Sunday, May 22, 2005

Natural gas shortage: Will the cure be worse than the problem?

Searching for the Truth has a piece on unconventional sources of natural gas, some of which are thought to occur in amounts that could be scores of times larger than conventional reserves. These reserves even have the potential to move the United States to a self-sufficient natural gas powered economy, assuming they can be tapped at reasonable prices. The problem, of course, it that they cannot currently be economically tapped.

But, let's assume for a minute that they could be. The Searching for the Truth piece mentions the work of Dutch economist Peter Odell who predicts that the world will be running primarily on natural gas around mid-century or a little bit later. If this turns out to be the case, then because of the continuing influx of greenhouse gasses global warming will likely have accelerated to the point of no return. That is, we will be doomed to a self-reinforcing warming trend that will end with the extinction of land mammals including us and possibly much worse.

Is the natural gas cure to our energy problems worse than the problem?

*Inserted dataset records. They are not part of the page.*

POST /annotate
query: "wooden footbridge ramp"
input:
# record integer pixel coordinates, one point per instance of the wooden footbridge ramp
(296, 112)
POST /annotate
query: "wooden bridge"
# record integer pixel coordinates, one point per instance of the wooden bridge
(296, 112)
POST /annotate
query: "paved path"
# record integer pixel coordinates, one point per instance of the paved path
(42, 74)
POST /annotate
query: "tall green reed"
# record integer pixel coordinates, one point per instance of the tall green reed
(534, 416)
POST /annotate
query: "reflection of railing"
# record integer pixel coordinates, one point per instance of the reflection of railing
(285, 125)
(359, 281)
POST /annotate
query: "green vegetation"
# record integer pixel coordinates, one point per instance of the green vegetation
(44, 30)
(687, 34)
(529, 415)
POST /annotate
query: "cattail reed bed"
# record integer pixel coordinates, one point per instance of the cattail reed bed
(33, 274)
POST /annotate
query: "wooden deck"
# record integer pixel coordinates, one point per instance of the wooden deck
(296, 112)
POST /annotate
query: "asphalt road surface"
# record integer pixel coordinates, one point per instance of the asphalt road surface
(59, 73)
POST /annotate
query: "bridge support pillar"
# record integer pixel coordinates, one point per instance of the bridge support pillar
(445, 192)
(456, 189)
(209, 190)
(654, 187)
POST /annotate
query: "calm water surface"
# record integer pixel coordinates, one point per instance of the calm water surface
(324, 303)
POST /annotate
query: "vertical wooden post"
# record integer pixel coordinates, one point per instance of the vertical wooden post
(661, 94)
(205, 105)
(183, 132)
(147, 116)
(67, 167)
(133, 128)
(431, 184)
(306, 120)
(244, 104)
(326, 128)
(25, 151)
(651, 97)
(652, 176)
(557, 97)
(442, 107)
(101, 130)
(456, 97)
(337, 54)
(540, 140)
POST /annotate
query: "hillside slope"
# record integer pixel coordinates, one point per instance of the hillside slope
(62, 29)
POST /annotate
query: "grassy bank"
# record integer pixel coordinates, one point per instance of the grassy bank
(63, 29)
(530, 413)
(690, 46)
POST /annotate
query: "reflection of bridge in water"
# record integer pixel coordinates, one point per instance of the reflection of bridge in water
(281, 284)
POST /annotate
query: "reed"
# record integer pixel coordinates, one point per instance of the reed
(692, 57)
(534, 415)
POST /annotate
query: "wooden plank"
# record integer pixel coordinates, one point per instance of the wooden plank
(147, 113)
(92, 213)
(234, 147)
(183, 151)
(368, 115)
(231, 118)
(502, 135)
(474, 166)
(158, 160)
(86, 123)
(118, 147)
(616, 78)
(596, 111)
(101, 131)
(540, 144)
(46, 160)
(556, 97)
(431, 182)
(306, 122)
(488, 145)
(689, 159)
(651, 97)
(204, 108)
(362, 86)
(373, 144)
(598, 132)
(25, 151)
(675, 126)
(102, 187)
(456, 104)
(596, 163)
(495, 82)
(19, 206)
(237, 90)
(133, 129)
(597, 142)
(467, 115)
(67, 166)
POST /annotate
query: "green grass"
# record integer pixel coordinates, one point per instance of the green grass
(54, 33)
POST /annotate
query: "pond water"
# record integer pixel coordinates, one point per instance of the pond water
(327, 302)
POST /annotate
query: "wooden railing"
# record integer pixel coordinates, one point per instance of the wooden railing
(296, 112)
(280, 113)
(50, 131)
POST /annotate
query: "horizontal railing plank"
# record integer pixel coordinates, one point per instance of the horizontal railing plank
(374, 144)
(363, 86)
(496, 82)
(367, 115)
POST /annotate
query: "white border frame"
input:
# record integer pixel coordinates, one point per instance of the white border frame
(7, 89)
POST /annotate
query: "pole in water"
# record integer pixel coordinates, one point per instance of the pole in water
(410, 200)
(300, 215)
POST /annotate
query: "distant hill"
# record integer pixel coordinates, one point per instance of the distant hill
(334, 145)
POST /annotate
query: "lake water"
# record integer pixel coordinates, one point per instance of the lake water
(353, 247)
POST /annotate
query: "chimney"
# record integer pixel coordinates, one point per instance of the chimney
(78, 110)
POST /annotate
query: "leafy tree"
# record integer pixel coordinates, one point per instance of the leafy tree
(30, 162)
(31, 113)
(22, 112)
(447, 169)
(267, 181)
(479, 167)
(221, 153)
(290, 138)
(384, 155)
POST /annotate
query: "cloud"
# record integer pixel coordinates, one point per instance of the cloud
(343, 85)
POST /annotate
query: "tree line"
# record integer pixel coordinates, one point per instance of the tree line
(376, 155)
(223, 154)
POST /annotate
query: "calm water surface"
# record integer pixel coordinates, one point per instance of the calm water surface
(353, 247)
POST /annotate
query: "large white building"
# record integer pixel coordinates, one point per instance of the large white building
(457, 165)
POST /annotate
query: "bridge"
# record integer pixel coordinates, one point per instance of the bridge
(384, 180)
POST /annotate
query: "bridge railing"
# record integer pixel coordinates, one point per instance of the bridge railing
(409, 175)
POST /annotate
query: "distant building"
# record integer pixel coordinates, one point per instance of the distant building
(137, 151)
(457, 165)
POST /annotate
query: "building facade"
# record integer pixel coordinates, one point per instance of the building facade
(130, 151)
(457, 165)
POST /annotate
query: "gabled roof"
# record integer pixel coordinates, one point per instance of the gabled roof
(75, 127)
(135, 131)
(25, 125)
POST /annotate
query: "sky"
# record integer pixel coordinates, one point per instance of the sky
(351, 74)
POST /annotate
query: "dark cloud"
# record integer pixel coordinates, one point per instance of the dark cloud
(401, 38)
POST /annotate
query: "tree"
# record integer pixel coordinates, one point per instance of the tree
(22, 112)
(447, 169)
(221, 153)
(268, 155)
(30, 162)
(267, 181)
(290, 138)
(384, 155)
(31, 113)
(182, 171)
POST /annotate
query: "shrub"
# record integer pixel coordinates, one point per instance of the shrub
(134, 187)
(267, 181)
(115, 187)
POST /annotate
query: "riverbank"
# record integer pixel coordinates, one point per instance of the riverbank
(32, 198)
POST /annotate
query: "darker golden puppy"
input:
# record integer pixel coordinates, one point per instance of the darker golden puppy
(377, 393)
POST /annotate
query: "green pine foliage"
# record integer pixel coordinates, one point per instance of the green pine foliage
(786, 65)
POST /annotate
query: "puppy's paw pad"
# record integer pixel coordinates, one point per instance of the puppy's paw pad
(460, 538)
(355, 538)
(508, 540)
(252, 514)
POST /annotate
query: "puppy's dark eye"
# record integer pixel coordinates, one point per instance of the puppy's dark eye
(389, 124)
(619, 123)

(Comments are open to all. See the list of environmental blogs on my sidebar.)

1 comment:

Cameron said...

The danger in any culture whose behavior in a given area (cutting down trees on Easter Island to move statues, for example) is dysfunctional for the longer term, overall health of the culture (e.g. once the forests were gone, the island's soils were decimated by erosion, and the islanders also lost their ability to make sea-going vessels), is that as long as it is possible to continue the 'old' way, a culture will do so. Thus if we find economically profitable ways to obtain and utilize natural gas from the mining of solids, etc., we will. But in our case, the equivalent to Easter Island's 'deforestation' is the 'overloading of the earth-island's atmosphere with greenhouse gases'. It makes me wonder, is every culture's story doomed to end as a trajedy?